AI will assist in efficient repairs to damaged submerged steel structures.

A collaboration between Germany's LZH, the Institute of Information Processing (TNT) at Leibniz University Hannover and research network OFTEC aims to develop a 3D printing platform for underwater repairs to steel.

The project, studying robot and laser-based 3D printing with AI support for the sustainable repair of underwater steel structures and officially named "RoLaKI," envisages a platform able to repair underwater structures exposed to extreme conditions, such as offshore wind turbines, bridge piers or port infrastructure.

At the core of the project is the optimization of underwater laser-based 3D printing, and an investigation of how various process parameters influence layer formation and the ultimate processing results.

Using this data, RoLaKI will then train an artificial intelligence (AI) model that learns autonomously and predicts optimal parameters for new repair tasks. The team aims to design an AI-supported path planning system that calculates the best way to fix a damaged area.

Carrying out an additive manufacturing operation underwater is a challenging prospect with any feed material. Since 2024 DARPA has funded research into 3D concrete printing as a route to construction and repair of underwater habitats, with the process being demonstrated successfully in 2026 by Cornell University and others. This has mainly focused on optimizing a recipe for concrete and ceramics that can be piped into place and allowed to set in an underwater environment.

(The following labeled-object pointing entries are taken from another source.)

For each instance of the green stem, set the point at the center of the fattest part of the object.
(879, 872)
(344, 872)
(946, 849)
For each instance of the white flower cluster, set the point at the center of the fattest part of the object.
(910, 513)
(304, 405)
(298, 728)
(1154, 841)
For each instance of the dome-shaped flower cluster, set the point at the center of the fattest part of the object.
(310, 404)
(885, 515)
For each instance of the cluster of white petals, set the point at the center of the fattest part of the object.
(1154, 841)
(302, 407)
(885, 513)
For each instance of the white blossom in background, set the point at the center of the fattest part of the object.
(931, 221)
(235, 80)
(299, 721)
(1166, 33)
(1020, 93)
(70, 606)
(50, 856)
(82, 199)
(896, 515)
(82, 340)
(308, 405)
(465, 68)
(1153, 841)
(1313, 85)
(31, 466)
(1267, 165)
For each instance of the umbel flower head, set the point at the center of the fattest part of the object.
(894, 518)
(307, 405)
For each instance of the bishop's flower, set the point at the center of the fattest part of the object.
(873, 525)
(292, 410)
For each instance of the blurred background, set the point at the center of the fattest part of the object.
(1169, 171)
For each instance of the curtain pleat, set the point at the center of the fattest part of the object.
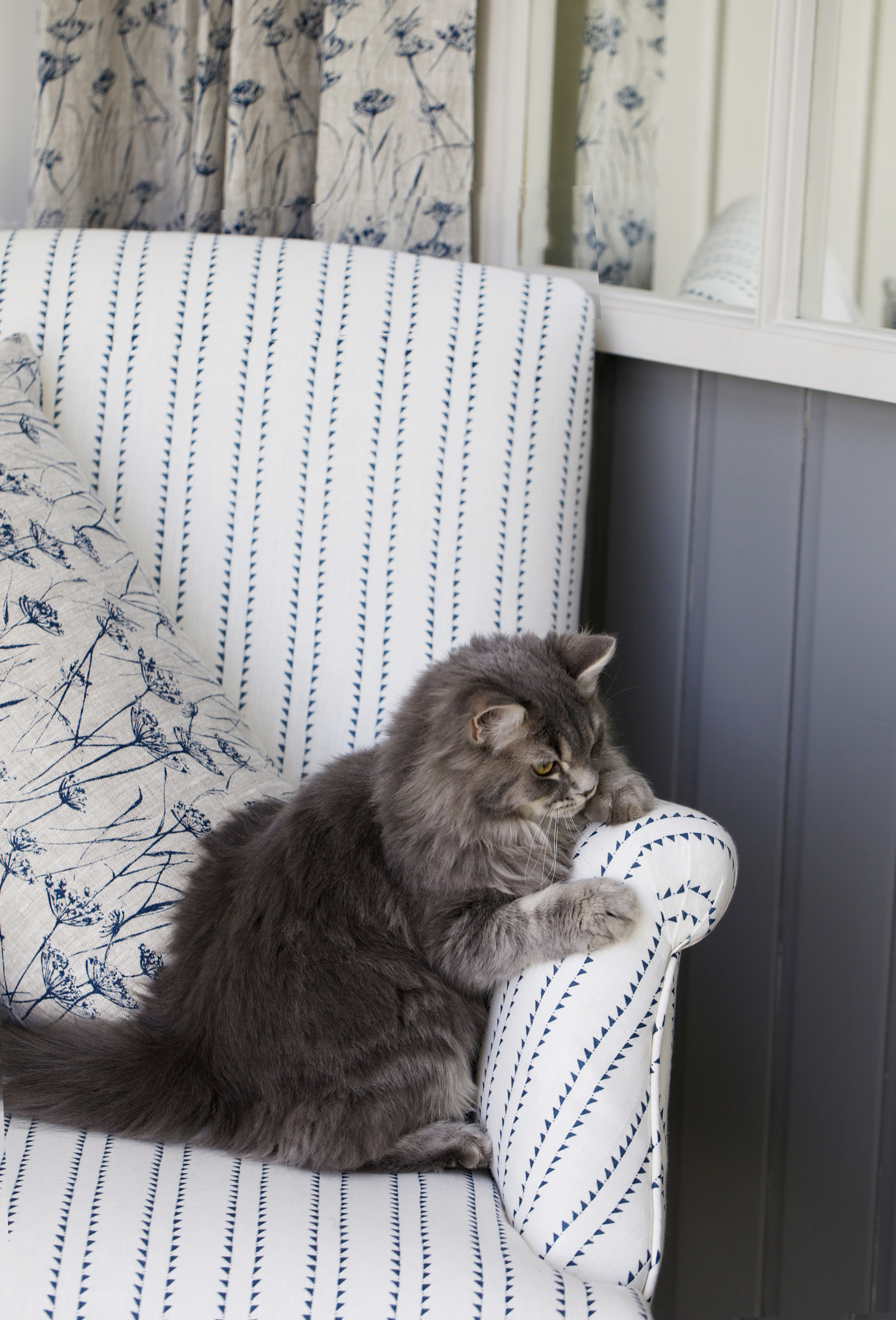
(621, 94)
(349, 120)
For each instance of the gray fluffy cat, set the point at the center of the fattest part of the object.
(325, 996)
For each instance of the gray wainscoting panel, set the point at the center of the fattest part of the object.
(841, 944)
(654, 439)
(751, 575)
(734, 766)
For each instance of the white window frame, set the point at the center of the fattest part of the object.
(770, 344)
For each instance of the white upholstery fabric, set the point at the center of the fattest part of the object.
(334, 463)
(337, 464)
(104, 1228)
(580, 1136)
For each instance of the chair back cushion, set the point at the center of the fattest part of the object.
(333, 463)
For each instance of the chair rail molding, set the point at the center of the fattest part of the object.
(770, 344)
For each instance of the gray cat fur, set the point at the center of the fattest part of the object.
(325, 996)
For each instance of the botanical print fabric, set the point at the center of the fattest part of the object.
(621, 87)
(118, 748)
(349, 120)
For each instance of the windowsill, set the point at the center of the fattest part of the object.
(809, 354)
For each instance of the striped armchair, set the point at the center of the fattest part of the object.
(333, 464)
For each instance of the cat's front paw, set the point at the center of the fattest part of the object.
(470, 1149)
(622, 800)
(605, 911)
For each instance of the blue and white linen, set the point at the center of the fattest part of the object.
(334, 464)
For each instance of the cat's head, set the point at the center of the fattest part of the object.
(509, 727)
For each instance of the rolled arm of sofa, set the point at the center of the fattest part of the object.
(576, 1062)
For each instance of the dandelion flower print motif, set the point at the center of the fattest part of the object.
(192, 819)
(57, 976)
(113, 923)
(461, 36)
(159, 682)
(156, 12)
(104, 82)
(311, 22)
(630, 98)
(246, 93)
(41, 614)
(193, 748)
(633, 232)
(49, 68)
(23, 841)
(374, 102)
(85, 544)
(234, 753)
(600, 35)
(69, 907)
(334, 47)
(69, 29)
(151, 963)
(147, 732)
(73, 795)
(48, 544)
(110, 983)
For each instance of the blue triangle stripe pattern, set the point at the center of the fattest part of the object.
(439, 1241)
(580, 1142)
(226, 397)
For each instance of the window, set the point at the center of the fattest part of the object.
(731, 114)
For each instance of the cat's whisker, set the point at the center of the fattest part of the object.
(535, 835)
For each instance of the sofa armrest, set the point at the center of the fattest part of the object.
(576, 1062)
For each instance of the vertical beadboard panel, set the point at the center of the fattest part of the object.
(841, 946)
(648, 548)
(751, 572)
(735, 737)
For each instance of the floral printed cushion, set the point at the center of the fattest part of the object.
(118, 749)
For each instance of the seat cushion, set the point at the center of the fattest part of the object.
(104, 1228)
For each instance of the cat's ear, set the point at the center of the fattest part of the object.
(586, 655)
(497, 727)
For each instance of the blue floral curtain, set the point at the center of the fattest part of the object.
(340, 119)
(621, 87)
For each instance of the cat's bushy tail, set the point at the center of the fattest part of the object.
(118, 1078)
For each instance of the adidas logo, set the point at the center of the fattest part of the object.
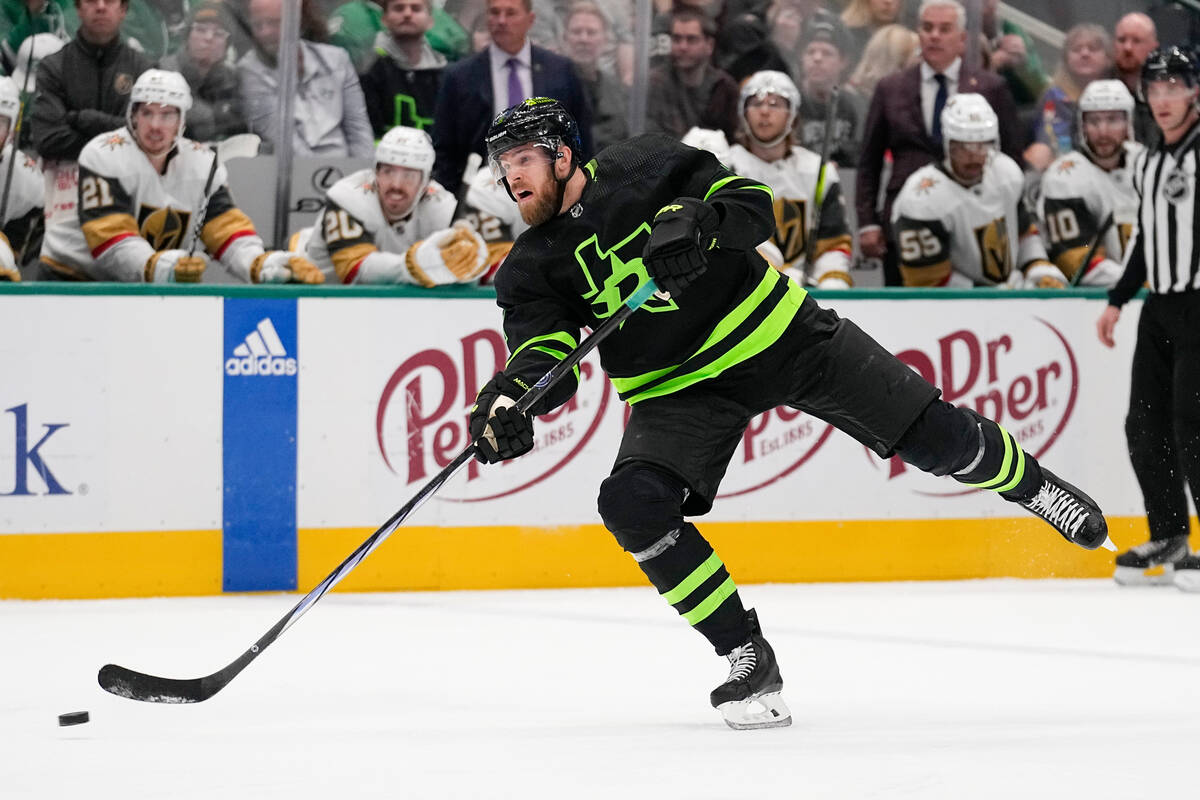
(261, 354)
(1060, 509)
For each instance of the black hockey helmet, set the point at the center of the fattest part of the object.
(538, 120)
(1169, 64)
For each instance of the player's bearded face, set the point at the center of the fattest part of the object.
(969, 160)
(156, 126)
(529, 170)
(397, 188)
(1105, 131)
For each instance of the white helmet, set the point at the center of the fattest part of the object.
(1109, 95)
(403, 146)
(771, 82)
(10, 101)
(165, 88)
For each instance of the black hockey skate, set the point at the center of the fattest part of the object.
(1187, 572)
(1151, 564)
(750, 696)
(1071, 512)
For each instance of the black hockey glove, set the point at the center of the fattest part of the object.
(681, 236)
(499, 431)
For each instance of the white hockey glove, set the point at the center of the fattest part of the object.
(1105, 274)
(711, 140)
(174, 266)
(455, 254)
(283, 266)
(1044, 275)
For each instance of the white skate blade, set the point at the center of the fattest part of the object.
(766, 710)
(1156, 576)
(1187, 579)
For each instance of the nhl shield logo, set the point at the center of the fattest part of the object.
(1177, 186)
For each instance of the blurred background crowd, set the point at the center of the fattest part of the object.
(448, 66)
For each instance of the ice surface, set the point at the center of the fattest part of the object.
(985, 689)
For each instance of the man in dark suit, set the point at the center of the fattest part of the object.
(904, 118)
(507, 72)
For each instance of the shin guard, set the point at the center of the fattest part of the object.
(641, 506)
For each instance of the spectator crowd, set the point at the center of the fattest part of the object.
(849, 108)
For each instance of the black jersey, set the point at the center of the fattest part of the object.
(575, 270)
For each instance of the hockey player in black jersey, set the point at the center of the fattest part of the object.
(727, 338)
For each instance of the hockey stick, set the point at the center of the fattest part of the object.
(16, 136)
(810, 244)
(241, 145)
(473, 162)
(151, 689)
(1091, 251)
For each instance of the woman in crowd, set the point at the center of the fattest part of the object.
(1086, 56)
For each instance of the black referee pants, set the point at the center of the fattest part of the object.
(1163, 425)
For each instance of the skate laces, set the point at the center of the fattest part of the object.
(742, 662)
(1059, 506)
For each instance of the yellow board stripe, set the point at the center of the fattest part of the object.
(429, 558)
(70, 566)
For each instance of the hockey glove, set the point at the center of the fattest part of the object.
(498, 429)
(456, 254)
(283, 266)
(174, 266)
(681, 236)
(1044, 275)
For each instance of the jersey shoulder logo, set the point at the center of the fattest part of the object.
(995, 252)
(163, 228)
(615, 274)
(115, 140)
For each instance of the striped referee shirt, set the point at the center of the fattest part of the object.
(1164, 252)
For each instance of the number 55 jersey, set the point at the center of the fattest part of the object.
(955, 235)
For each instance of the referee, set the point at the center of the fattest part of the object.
(1163, 425)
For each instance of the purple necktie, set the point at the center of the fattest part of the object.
(516, 94)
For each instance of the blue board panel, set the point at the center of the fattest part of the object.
(259, 444)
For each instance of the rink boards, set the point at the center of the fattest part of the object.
(189, 441)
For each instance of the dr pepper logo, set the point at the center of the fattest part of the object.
(421, 420)
(1024, 376)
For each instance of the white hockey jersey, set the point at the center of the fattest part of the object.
(792, 181)
(25, 198)
(352, 227)
(949, 234)
(1077, 198)
(127, 211)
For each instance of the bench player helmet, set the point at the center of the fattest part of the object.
(769, 82)
(403, 146)
(1108, 95)
(541, 121)
(1169, 64)
(165, 88)
(969, 118)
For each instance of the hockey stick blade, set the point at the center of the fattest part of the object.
(141, 686)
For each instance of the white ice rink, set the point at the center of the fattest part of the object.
(985, 689)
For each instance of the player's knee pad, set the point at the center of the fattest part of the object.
(943, 439)
(640, 504)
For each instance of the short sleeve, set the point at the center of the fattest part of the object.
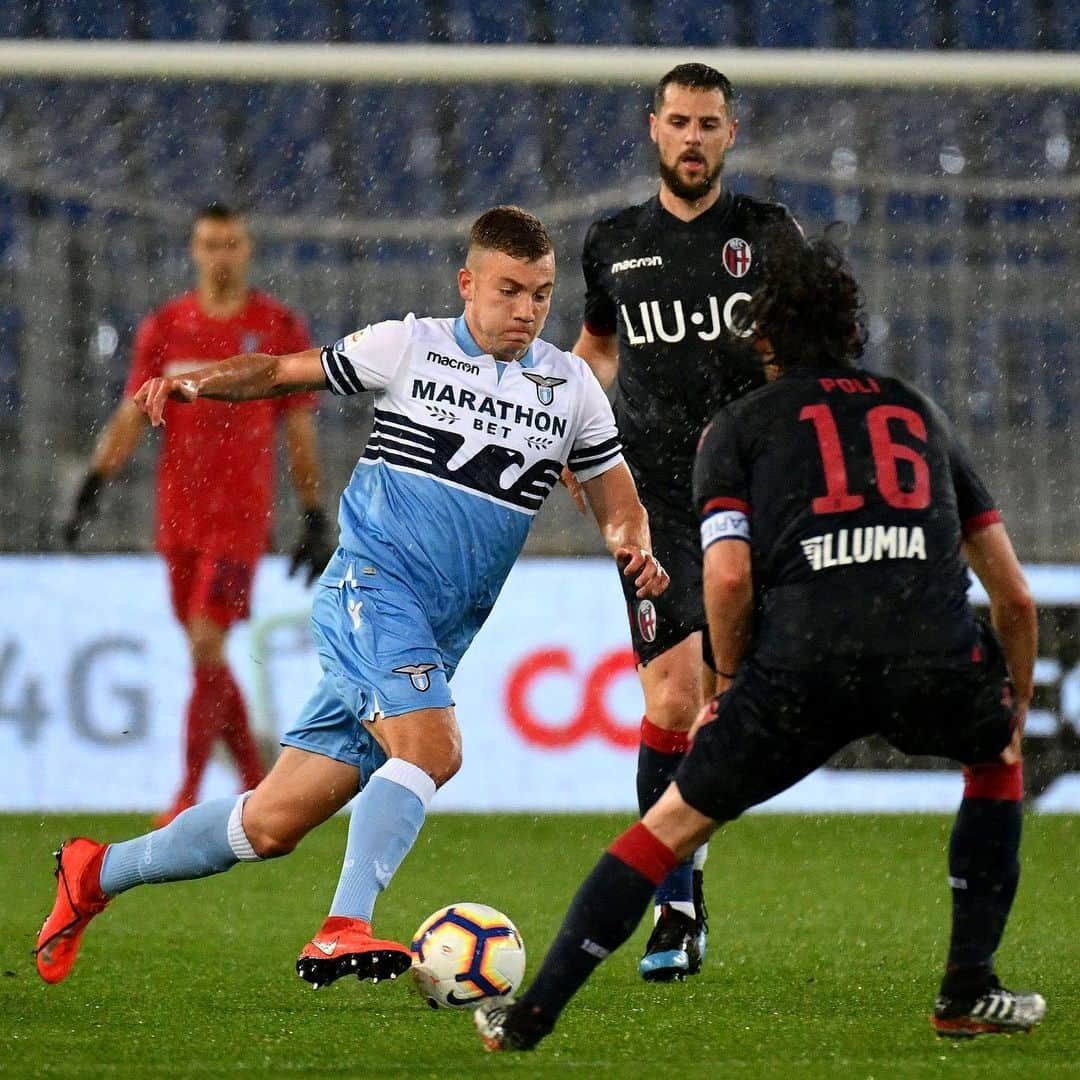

3D printing of metals and the consequent need for a laser to act on the feed material underwater adds further levels of difficulty. A 2024 survey of the topic in Applied Sciences noted that only limited studies had been made, with most of those involving titanium alloys. Researchers have employed specially designed drainage nozzles and gas flows intended to create a local dry chamber, within which a laser metal deposition operation can proceed.

Control of optical parameters and materials feed

LZH already has experience in underwater laser operations, including its 2022 use of laser-induced detonation of submerged ordnance. In that project a laser mounted on a diving robot is used to make defined cuts into the underwater shell, and then to trigger a low-order detonation.

Researchers at the Hanover center are also working in the Nerites project, aiming to carry out laser-induced breakdown spectroscopy on undersea cultural artifacts. This involves adapted optical configurations, laser parameters and detection strategies to counter the scattering, absorption and bubble dynamics affecting all optical paths in a submerged LIBS operation.

Part of RoLaKI's research with be the development of comparable special laser processing optics for the 3D printing of steel, designed to combine the necessary optical components with the wire feed used in the coating process.

"The optic will be mounted on a fine positioning system attached to a magnetic crawler that transports the system underwater to the damaged site," commented LZH. "This fine positioning system makes it possible to build weld seams precisely next to and on top of each other. By the end of the project, the partners aim to demonstrate the entire process using a prototype."